By the 1990’s, the left went “back to basics.”  It realized it had to divert attention from its endgame.  It proceeded under the rubric of “mental health.”  Dr. John Rawlings Rees had pointed the way in a 1947 address to the National Council for Mental Hygiene: “We must aim to make [psychology] permeate every educational activity in our national life. . . . [W]e have [already] made a useful attack on a number of professions.  The two easiest of them naturally are the teaching profession and the Church. . . . I think we must imitate the Totalitarians and organize some kind of fifth column activity.”

An early guru of the mental-health movement, Dr. Paul Popenoe, put it another way: “The school should be a sieve through which all the children of the country are passed. . . . It is very desirable that no child escape inspection.”

Having set in motion the contempt for authority that eventually gave us Columbine, the left started launching programs ostensibly aimed at “prevention”—i.e., screening for troubled youth—masking its agenda of inspecting for political correctness.  The strategy combined the burgeoning new field of computerized cross-matching with psychological profiling.  The inauguration of Dr. Rees’s proposal could not have been timed better.  Conservatives, at this point largely marginalized by the media, were completely blindsided.

George W. Bush, like his father, knew America’s education system was in trouble.  He thought that, if only he could mandate testing in reading and math, he would force the hand of “progressive” educators.  They would have no choice but to re-establish standards.  In that rationale, he made three errors.  First, he was convinced by his neoconservative allies that tests were, well, actually tests.  The term assessment was lost on both Bush presidencies, in particular the fact that assessments measured opinions more than academics.  Secondly, even the few standards that emerged (such as the Standards of Learning in Virginia and the Profiles of Learning in Minnesota) were initiated more as a way to force teachers to bring minority children from lower-income families up to the mediocre level of their middle-class peers.  Of course, no such thing occurred.  Standards soon had to be lowered across the board to avoid a political backlash.

George W. Bush also inherited his father’s bias toward the United Nations, which had helped to establish the elder Mr. Bush’s credibility on the world stage.  Even though the United Nations thumbed its nose at the President’s War on Terror, he reendorsed UNESCO, undermining any chance he might have had to improve America’s schools.

Even the most prestigious conservative think tanks and advisory organizations do not seem to understand that the interests of the Republican Party are not being served when schools are turning out little socialists year after year.  They somehow expect that curricula which denigrate self-reliance and individualism, play down national sovereignty, scoff at the existence of a Creator, and advocate socialist solutions to healthcare and unemployment are going to produce conservative Republicans.
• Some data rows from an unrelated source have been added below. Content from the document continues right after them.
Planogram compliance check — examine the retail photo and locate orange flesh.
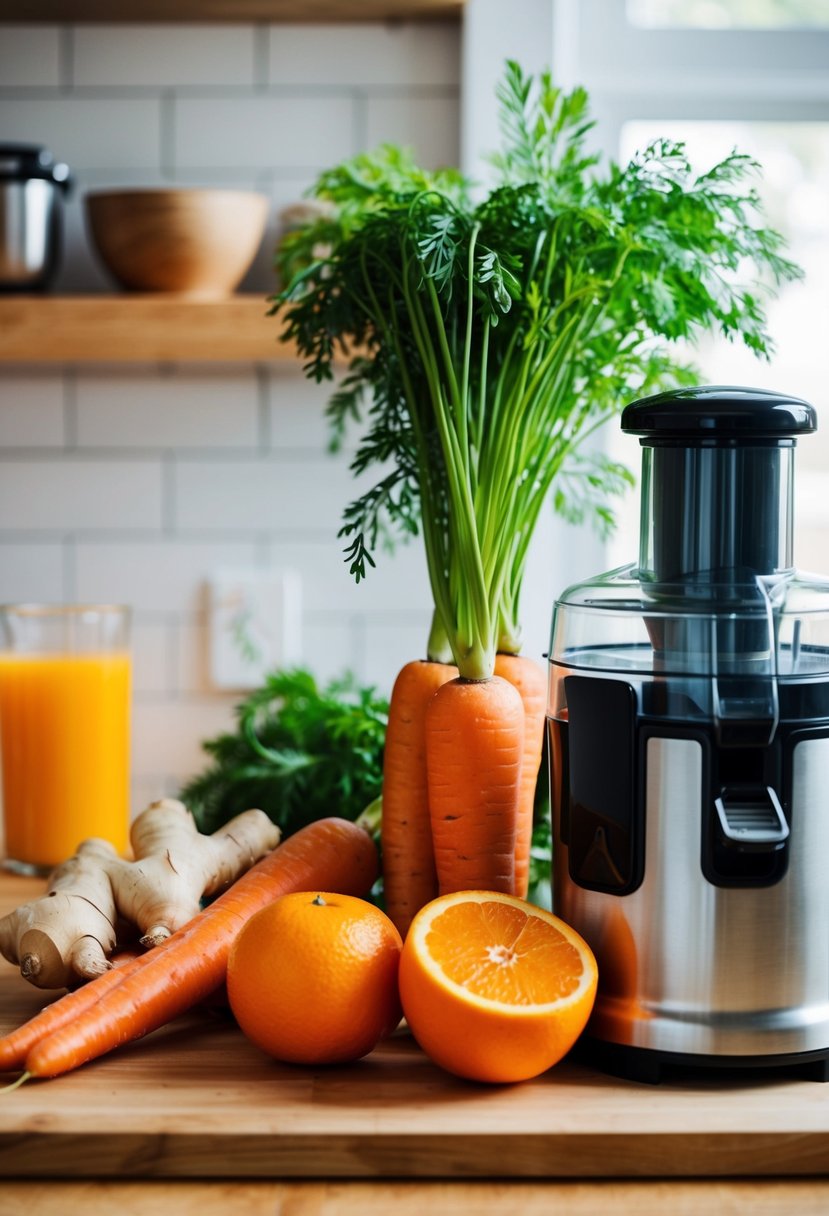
[425,901,582,1006]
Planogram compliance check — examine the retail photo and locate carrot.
[0,818,377,1077]
[427,676,524,895]
[0,963,131,1073]
[495,652,547,900]
[380,659,457,938]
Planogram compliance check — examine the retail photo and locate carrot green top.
[273,63,800,679]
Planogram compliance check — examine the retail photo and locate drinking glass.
[0,604,131,874]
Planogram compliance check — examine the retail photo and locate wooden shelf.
[0,0,464,26]
[0,294,295,364]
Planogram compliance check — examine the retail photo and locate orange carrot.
[380,660,457,938]
[427,676,524,895]
[0,818,377,1076]
[0,962,131,1073]
[495,653,547,900]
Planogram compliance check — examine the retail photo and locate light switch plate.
[209,567,303,691]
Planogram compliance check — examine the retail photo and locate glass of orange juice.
[0,604,131,874]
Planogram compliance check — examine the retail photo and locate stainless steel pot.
[0,143,69,292]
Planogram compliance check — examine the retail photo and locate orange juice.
[0,651,131,868]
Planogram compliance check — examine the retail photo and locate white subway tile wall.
[0,23,459,812]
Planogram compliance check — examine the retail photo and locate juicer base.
[571,1037,829,1085]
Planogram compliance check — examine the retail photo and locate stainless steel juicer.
[548,387,829,1081]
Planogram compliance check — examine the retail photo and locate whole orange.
[400,891,598,1082]
[227,891,402,1064]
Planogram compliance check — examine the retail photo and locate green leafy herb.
[180,669,388,835]
[273,63,799,679]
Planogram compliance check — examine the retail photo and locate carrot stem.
[380,662,457,938]
[427,676,524,895]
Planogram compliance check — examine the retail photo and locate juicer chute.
[548,388,829,1075]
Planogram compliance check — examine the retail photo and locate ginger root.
[0,798,280,989]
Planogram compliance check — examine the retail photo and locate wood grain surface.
[2,1178,829,1216]
[0,878,829,1177]
[0,293,297,364]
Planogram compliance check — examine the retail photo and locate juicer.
[547,387,829,1082]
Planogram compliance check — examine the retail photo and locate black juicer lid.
[0,143,69,190]
[621,384,818,446]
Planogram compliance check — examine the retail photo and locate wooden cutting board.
[0,876,829,1178]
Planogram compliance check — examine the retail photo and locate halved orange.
[400,891,598,1082]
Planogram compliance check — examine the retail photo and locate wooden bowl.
[85,190,267,299]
Exactly how is teacher preparation that is geared to promote Marxist ideals supposed to energize the electorate to vote Republican?  Or advance traditional values?  The questions conservative organizations and think tanks should be asking are: How can we remove the red tape so that private-school startup costs are lessened, thereby providing more supply to meet the demand?  What are the “breakthrough” methodologies that would revolutionize, without stigma, the teaching of basic subjects?  Can we support these techniques through the universities—instead of writing each state a blank check?  How can we penalize the teachers’ unions so that they cannot masquerade as “professional associations”?

In the end, axing the U.S. Department of Education became a no-go, while dozens of vested interests helped sustain a quid pro quo between the department and agencies of the left—all committed to Marxist socialism.

Conservatives will continue to redouble their efforts while missing their aim as long as they refuse to take on the education behemoth.  How long before young graduates are no longer schooled well enough in the principles of liberty to bother defending them?